Cryptonite: A Framework for Flexible Time-Series Secure Aggregation with Non-interactive Fault Recovery
Abstract: In many real-world applications, an untrusted aggregator (server) is required to collect privacy-sensitive data from the users (clients) to compute aggregate statistics on that data periodically. In Private Stream Aggregation (PSA), multiple data producers encrypt their data for a central party, which can then retrieve only the aggregate sum of the encrypted values, without access to any individual values. PSA enables untrusted aggregators to execute aggregation operations over privacy-critical data from multiple data sources. Traditionally, existing PSA schemes require the aggregator to interact with a trusted third party to achieve fault tolerance. However, this kind of interactive recovery poses many security and practical vulnerabilities to achieve fault tolerance in real-world applications.
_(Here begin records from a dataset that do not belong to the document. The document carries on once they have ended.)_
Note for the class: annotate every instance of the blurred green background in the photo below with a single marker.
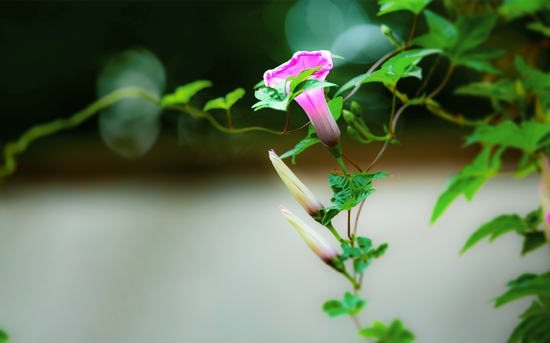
(53, 53)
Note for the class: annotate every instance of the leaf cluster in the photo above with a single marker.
(461, 41)
(395, 333)
(526, 227)
(280, 96)
(363, 254)
(351, 305)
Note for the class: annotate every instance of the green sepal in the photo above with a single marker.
(326, 214)
(395, 333)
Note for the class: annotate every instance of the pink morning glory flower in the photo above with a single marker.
(312, 101)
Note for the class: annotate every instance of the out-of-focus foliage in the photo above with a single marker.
(395, 333)
(130, 126)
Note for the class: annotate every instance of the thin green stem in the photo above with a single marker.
(229, 122)
(355, 284)
(413, 30)
(357, 322)
(357, 217)
(212, 120)
(392, 134)
(334, 232)
(430, 73)
(43, 130)
(350, 161)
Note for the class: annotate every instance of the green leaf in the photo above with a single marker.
(335, 106)
(494, 228)
(512, 9)
(539, 27)
(469, 179)
(364, 243)
(399, 66)
(334, 308)
(364, 259)
(395, 333)
(533, 218)
(530, 136)
(525, 285)
(502, 89)
(309, 85)
(186, 92)
(441, 34)
(225, 103)
(354, 304)
(311, 139)
(3, 336)
(301, 77)
(534, 329)
(532, 241)
(218, 103)
(461, 42)
(351, 190)
(415, 6)
(233, 97)
(472, 31)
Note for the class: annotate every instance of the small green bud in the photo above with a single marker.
(356, 108)
(386, 30)
(348, 116)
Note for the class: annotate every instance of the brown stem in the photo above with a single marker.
(378, 156)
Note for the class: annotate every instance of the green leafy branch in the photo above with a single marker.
(43, 130)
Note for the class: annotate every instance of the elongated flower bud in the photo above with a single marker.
(545, 196)
(304, 196)
(312, 101)
(315, 241)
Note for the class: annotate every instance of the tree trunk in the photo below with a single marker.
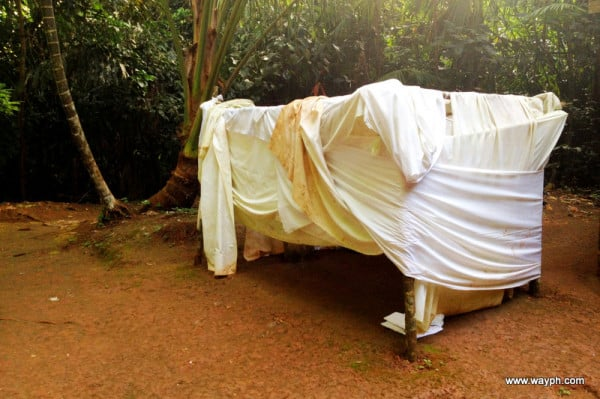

This paper introduces a new formal PSA framework that ensures rigorous privacy guarantees for individual user inputs and achieves fault tolerance with non-interactive recovery. Existing definitions for fault tolerance do not account for the impact of faults on security and cannot defend against residual function attacks. We define a new level of security for a non-interactive fault tolerance model with malicious adversaries that guarantees defense for such attacks during fault recovery. We present the first PSA protocol that provably achieves this new level of security. Our techniques are versatile and can be used to enhance any existing PSA scheme to safely recover from faults in a non-interactive manner. We employ our proposed framework and use trusted hardware, cryptographic hashing, and p-ary trees to develop a protocol that achieves significant improvements in scalability and communication efficiency. Our proposed protocol is about 3
faster than existing PSA protocols for cases when faults do not occur. During cases when faults occur, our protocol provides faster execution by about 1–2 orders of magnitude compared to existing works.